As he stood hovering over you half suspended in air, so wildly and eagerly
peering towards the horizon, you would have thought him some prophet or
seer beholding the shadows of Fate, and by those wild cries announcing
their coming.
“There she blows! There! There! There! She blows! She blows!”
“Where-away?”
“On the lee-beam, about two miles off! A school of them!”
Instantly all was commotion.
The Sperm Whale blows as a clock ticks, with the same undeviating and
reliable uniformity. And thereby whalemen distinguish this fish from other
tribes of his genus.
“There go flukes!” was now the cry from Tashtego; and the whales
disappeared.
“Quick, steward!” cried Ahab. “Time! Time!”
Dough-Boy hurried below, glanced at the watch, and reported the exact
minute to Ahab.
The ship was now kept away from the wind, and she went gently rolling
before it. Tashtego reporting that the whales had gone down heading to
leeward, we confidently looked to see them again directly in advance of
our bows. For that singular craft at times evinced by the Sperm Whale
when, sounding with his head in one direction, he nevertheless, while
concealed beneath the surface, mills round, and swiftly swims off in the
opposite quarter—this deceitfulness of his could not now be in
action; for there was no reason to suppose that the fish seen by Tashtego
had been in any way alarmed, or indeed knew at all of our vicinity. One of
the men selected for shipkeepers—that is, those not appointed to the
boats, by this time relieved the Indian at the main-mast head. The sailors
at the fore and mizzen had come down; the line tubs were fixed in their
places; the cranes were thrust out; the mainyard was backed, and the three
boats swung over the sea like three samphire baskets over high cliffs.

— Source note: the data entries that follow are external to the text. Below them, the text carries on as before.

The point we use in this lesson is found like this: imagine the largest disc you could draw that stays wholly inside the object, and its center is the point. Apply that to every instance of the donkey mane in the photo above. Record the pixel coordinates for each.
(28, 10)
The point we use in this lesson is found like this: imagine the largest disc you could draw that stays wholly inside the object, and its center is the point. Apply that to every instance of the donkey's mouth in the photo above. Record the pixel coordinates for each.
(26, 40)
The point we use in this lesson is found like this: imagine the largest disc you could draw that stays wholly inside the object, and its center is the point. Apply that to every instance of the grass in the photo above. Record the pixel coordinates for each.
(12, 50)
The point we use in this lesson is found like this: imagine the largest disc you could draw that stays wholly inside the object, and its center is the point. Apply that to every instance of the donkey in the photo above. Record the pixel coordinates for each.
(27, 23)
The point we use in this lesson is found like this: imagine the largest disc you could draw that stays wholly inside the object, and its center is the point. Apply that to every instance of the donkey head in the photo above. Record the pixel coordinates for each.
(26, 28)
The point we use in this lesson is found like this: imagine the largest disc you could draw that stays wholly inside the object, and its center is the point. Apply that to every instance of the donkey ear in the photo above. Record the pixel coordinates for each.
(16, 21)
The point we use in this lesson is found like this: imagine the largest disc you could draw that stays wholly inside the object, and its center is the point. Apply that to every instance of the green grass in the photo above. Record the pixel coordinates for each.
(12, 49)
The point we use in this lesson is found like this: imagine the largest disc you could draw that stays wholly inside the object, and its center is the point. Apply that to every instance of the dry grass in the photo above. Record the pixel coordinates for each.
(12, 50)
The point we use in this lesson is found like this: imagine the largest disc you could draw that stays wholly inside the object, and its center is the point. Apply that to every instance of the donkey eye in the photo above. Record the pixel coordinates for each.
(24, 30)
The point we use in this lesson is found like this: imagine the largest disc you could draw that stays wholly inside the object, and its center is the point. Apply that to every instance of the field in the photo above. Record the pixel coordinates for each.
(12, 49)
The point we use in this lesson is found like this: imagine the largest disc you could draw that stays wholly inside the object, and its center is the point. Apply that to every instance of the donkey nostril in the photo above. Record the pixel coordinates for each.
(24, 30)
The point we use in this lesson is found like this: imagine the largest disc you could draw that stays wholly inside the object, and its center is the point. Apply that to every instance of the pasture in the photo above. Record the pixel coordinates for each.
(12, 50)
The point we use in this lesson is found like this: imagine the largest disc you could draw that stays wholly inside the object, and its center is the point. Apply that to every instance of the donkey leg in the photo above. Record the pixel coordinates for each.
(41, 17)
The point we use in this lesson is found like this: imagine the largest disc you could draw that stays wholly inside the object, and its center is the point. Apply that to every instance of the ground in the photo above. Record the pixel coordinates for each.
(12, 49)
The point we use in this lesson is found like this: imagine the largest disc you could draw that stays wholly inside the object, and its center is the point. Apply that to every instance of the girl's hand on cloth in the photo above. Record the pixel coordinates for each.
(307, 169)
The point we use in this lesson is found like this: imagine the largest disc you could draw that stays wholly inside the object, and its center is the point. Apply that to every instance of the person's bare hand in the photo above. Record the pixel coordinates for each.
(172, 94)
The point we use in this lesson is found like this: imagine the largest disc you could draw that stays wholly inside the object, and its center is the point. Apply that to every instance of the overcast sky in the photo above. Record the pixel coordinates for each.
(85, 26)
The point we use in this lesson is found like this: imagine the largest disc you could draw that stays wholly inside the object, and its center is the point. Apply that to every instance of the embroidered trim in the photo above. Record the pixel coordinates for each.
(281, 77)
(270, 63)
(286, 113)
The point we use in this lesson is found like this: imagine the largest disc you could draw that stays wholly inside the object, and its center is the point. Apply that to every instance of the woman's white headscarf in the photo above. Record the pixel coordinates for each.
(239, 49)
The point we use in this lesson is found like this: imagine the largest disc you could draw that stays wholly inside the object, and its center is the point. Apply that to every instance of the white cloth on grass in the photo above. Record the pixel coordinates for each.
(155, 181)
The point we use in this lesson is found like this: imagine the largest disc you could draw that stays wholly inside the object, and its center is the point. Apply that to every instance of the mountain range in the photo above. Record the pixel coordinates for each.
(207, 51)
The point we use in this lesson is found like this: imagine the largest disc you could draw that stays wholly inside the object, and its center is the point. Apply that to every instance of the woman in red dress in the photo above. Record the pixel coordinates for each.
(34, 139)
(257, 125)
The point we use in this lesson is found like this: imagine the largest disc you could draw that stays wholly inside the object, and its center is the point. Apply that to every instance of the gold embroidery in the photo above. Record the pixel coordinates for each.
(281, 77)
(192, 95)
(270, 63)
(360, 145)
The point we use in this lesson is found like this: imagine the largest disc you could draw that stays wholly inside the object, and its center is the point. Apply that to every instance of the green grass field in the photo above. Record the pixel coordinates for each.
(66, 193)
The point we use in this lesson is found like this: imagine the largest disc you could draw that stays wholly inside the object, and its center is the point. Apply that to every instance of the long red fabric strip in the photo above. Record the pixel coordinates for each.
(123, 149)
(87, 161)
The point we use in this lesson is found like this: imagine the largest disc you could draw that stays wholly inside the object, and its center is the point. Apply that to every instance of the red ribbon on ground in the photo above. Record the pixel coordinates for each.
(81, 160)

Outside of the bulwarks their eager crews with one hand clung to the rail,
while one foot was expectantly poised on the gunwale. So look the long
line of man-of-war’s men about to throw themselves on board an enemy’s
ship.
But at this critical instant a sudden exclamation was heard that took
every eye from the whale. With a start all glared at dark Ahab, who was
surrounded by five dusky phantoms that seemed fresh formed out of air.